The balance at the end of the cycle was.
Phase | Net profit of the phase | Total profit of the cycle |
Covered call | 761 | $1361 |
Secured put | 600 |
Where to enter?
Once the trader buys the stocks, he sells the secured put options until the price triggers the trade.
Where to put the stop-loss?
Again, the Wheel strategy doesn’t have a stop-loss set. However, if the trader sees that the price is moving quickly against him/her and the expiration date is far away, he could trade the option to avoid losing more money.
Where to take profit?
At the end of each period, you will get your earnings from the premiums collected. So at the end of the cycle, you’ll have a balance of what you made during the cycle.

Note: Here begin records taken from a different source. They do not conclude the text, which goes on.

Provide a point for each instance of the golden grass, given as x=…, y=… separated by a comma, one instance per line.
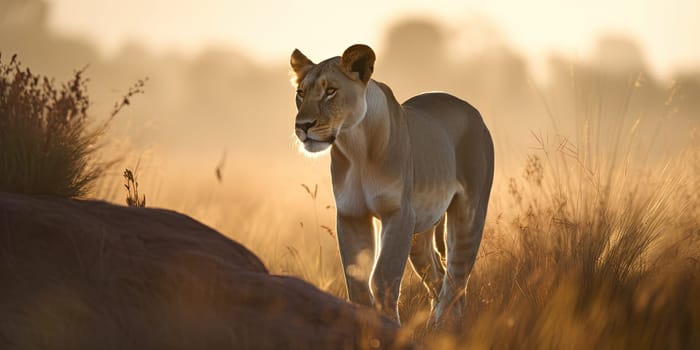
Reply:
x=594, y=245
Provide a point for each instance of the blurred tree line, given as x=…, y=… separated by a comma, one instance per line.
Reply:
x=221, y=98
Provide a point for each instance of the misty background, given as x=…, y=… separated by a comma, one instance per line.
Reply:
x=222, y=109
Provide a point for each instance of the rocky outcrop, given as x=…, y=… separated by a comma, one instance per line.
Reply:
x=90, y=275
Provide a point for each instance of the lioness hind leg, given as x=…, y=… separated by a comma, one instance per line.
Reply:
x=426, y=263
x=465, y=223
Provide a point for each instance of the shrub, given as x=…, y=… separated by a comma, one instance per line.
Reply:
x=46, y=142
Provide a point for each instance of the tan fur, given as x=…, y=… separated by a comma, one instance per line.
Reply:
x=427, y=162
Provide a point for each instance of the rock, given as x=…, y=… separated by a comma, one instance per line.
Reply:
x=90, y=275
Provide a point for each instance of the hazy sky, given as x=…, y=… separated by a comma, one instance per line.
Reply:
x=668, y=30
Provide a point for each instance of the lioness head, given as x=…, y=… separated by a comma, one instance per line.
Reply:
x=330, y=95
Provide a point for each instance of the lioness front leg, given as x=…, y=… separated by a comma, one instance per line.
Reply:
x=356, y=245
x=397, y=230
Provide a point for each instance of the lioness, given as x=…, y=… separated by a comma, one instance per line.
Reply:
x=414, y=166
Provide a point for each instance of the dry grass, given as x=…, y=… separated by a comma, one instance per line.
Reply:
x=46, y=145
x=48, y=140
x=593, y=246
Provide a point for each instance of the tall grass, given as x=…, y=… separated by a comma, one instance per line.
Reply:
x=48, y=142
x=45, y=142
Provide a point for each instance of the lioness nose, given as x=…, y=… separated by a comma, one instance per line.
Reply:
x=305, y=126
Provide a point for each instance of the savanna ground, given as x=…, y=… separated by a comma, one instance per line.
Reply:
x=592, y=241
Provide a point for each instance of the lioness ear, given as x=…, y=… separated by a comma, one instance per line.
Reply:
x=300, y=65
x=359, y=59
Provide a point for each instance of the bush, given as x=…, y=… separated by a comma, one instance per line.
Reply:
x=46, y=142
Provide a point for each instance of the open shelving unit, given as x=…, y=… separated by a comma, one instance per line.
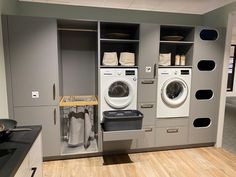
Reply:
x=77, y=60
x=177, y=40
x=119, y=37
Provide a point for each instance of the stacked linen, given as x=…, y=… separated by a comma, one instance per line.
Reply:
x=127, y=59
x=110, y=59
x=165, y=59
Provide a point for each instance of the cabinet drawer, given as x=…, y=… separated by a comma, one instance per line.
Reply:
x=171, y=136
x=121, y=135
x=149, y=113
x=23, y=170
x=147, y=140
x=147, y=90
x=172, y=122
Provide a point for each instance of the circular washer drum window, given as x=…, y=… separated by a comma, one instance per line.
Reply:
x=174, y=92
x=118, y=89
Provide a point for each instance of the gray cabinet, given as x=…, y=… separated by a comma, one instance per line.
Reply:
x=171, y=132
x=48, y=117
x=205, y=88
x=148, y=50
x=33, y=60
x=149, y=112
x=147, y=140
x=147, y=90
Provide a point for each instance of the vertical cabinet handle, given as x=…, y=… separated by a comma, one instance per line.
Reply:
x=34, y=169
x=155, y=70
x=54, y=91
x=55, y=116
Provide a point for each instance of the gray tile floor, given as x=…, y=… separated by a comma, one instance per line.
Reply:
x=229, y=136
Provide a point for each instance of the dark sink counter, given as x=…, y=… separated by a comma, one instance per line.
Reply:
x=16, y=148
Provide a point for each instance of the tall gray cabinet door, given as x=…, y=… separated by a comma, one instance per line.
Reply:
x=34, y=60
x=48, y=117
x=148, y=50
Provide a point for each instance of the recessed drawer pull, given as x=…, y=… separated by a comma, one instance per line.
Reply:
x=147, y=106
x=148, y=82
x=176, y=130
x=55, y=116
x=148, y=130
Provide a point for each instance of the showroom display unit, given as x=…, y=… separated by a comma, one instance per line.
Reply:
x=62, y=57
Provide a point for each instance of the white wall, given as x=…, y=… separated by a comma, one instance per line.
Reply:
x=3, y=91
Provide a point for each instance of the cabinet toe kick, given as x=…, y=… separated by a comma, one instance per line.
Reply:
x=122, y=135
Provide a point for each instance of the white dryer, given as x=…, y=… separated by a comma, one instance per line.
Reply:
x=173, y=92
x=118, y=89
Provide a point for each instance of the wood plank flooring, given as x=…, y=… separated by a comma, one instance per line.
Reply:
x=195, y=162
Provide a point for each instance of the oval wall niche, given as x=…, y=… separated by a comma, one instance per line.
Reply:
x=201, y=122
x=209, y=35
x=204, y=94
x=206, y=65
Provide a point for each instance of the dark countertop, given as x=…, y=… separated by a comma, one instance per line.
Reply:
x=17, y=147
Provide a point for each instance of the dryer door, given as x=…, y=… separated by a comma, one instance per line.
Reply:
x=119, y=94
x=174, y=92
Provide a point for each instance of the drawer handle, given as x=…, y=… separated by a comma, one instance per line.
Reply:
x=34, y=169
x=147, y=106
x=148, y=130
x=148, y=82
x=54, y=91
x=176, y=130
x=55, y=116
x=155, y=71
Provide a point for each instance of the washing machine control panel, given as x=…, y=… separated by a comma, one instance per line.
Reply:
x=174, y=72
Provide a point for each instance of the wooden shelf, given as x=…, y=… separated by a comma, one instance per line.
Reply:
x=119, y=40
x=119, y=66
x=177, y=66
x=78, y=101
x=177, y=42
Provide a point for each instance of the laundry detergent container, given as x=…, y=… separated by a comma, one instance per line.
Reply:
x=122, y=120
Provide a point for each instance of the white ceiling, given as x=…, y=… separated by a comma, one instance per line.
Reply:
x=177, y=6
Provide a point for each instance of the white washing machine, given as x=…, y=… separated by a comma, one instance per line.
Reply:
x=118, y=89
x=173, y=92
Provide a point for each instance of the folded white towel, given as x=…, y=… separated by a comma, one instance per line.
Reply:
x=110, y=59
x=165, y=59
x=127, y=59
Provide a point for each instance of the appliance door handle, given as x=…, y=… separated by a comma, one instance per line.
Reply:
x=54, y=91
x=148, y=82
x=155, y=71
x=34, y=169
x=147, y=106
x=55, y=116
x=148, y=130
x=173, y=130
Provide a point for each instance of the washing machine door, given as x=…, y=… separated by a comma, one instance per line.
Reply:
x=119, y=94
x=174, y=92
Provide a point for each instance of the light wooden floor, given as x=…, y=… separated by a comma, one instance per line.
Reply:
x=196, y=162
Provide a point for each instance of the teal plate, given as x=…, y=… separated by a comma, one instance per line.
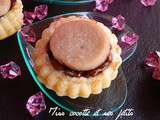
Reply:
x=65, y=2
x=111, y=99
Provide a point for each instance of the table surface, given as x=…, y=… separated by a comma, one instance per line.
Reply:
x=143, y=91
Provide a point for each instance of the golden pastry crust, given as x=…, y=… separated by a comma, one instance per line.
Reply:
x=12, y=21
x=73, y=87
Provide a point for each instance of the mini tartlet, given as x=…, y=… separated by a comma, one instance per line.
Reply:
x=77, y=57
x=11, y=17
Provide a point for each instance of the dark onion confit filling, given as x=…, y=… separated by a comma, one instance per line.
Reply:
x=74, y=73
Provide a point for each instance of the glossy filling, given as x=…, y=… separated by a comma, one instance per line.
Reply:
x=73, y=73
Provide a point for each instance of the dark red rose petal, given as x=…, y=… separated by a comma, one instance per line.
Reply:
x=10, y=70
x=36, y=104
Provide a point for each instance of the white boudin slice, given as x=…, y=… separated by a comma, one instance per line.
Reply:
x=4, y=6
x=81, y=44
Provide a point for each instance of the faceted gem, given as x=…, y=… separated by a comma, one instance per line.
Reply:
x=148, y=2
x=28, y=35
x=28, y=17
x=129, y=38
x=118, y=22
x=102, y=5
x=152, y=63
x=36, y=104
x=10, y=70
x=41, y=11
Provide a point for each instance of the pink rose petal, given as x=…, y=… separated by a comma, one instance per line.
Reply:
x=10, y=70
x=36, y=104
x=129, y=38
x=102, y=5
x=118, y=22
x=148, y=2
x=152, y=63
x=28, y=35
x=41, y=11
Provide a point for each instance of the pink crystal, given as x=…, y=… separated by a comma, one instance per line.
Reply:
x=118, y=22
x=148, y=2
x=28, y=17
x=102, y=5
x=41, y=11
x=129, y=38
x=156, y=74
x=28, y=35
x=36, y=104
x=152, y=62
x=10, y=70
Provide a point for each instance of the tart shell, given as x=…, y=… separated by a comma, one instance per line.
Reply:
x=12, y=21
x=73, y=87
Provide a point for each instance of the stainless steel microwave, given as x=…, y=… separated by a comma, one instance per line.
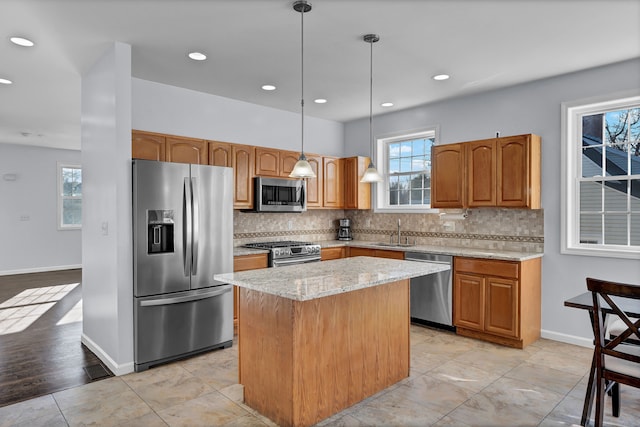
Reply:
x=280, y=195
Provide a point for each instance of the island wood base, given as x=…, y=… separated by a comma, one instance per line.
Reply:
x=303, y=361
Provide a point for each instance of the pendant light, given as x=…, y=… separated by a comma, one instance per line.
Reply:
x=371, y=174
x=302, y=168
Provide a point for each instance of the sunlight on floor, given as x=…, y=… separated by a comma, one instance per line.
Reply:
x=73, y=315
x=19, y=312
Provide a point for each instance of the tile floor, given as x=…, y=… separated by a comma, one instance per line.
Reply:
x=454, y=381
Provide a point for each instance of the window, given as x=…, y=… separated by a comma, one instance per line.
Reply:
x=601, y=158
x=406, y=167
x=69, y=197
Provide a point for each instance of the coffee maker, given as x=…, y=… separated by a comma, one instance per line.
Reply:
x=344, y=232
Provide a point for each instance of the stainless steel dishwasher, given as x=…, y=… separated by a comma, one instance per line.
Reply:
x=432, y=295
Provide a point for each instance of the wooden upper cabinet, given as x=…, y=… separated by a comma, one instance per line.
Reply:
x=148, y=146
x=220, y=153
x=267, y=161
x=315, y=187
x=499, y=172
x=518, y=171
x=357, y=195
x=187, y=150
x=242, y=162
x=333, y=182
x=481, y=173
x=447, y=176
x=287, y=160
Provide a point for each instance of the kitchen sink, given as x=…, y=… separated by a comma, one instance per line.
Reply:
x=397, y=245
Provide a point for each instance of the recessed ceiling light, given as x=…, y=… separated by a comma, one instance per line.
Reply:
x=21, y=41
x=197, y=56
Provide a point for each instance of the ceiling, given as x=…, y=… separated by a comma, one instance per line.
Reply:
x=482, y=44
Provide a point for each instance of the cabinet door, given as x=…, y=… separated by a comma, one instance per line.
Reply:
x=147, y=146
x=186, y=150
x=267, y=161
x=469, y=305
x=332, y=253
x=481, y=173
x=315, y=185
x=513, y=171
x=447, y=176
x=242, y=162
x=502, y=307
x=219, y=153
x=288, y=160
x=333, y=197
x=357, y=195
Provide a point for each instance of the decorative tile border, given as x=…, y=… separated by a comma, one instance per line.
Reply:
x=408, y=233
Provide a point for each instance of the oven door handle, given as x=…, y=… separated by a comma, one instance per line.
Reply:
x=283, y=262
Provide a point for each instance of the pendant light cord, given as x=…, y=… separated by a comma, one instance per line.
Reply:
x=302, y=79
x=371, y=105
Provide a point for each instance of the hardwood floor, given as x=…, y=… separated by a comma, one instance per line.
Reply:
x=40, y=329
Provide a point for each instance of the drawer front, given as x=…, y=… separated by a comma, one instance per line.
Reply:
x=487, y=267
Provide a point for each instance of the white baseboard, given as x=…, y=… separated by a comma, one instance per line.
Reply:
x=569, y=339
x=123, y=369
x=40, y=269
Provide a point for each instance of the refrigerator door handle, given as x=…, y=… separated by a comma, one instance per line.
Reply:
x=186, y=226
x=220, y=290
x=196, y=221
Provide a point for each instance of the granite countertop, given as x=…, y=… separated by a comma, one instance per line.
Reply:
x=304, y=282
x=445, y=250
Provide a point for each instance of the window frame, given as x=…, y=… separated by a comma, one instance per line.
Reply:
x=571, y=161
x=60, y=197
x=382, y=160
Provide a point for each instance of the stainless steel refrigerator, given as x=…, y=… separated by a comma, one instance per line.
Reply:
x=183, y=235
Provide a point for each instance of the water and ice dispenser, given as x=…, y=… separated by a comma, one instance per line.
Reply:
x=160, y=231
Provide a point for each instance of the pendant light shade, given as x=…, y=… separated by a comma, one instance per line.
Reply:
x=302, y=168
x=371, y=174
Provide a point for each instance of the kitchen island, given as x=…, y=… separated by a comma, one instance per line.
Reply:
x=317, y=338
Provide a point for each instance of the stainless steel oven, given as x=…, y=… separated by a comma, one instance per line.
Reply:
x=289, y=252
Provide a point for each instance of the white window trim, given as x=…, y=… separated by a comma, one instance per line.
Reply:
x=571, y=129
x=381, y=160
x=60, y=198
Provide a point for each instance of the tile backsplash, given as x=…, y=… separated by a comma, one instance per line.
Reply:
x=487, y=228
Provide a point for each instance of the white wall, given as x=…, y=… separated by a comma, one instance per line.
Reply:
x=168, y=109
x=34, y=244
x=528, y=108
x=107, y=268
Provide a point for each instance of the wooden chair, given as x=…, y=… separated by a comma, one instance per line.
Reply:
x=616, y=361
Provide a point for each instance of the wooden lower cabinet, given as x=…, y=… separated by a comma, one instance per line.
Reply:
x=244, y=263
x=498, y=301
x=300, y=362
x=380, y=253
x=327, y=254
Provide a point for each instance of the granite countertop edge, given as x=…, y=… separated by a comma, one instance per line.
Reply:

Pros & cons of Option Wheel trading
Let’s see the major pros and cons of this strategy.
Pros | Cons |
•Low risk Since you are buying a stock you already want, the risk is not higher than the one you get when buying any stock. | •Buying against the market Every time you buy or sell stocks, you are going against the market. |
•Semi-passive income This strategy allows you to get a stable income at the end of each successful trade. | •Time You could spend weeks, months, and years holding a stock until you finally sell it. |
•No debt You only sell secured put and covered calls so that you won’t get into any debt. | •Volatility One bad day in the market could erase your earnings and ruin your account. You must avoid volatility. |
Final thoughts
The Options Wheel trading is a smart way, no matter what the market situation is. It carries a manageable amount of risk, and when it is handled right, you can create a good source of income every 7, 30, or 60 days.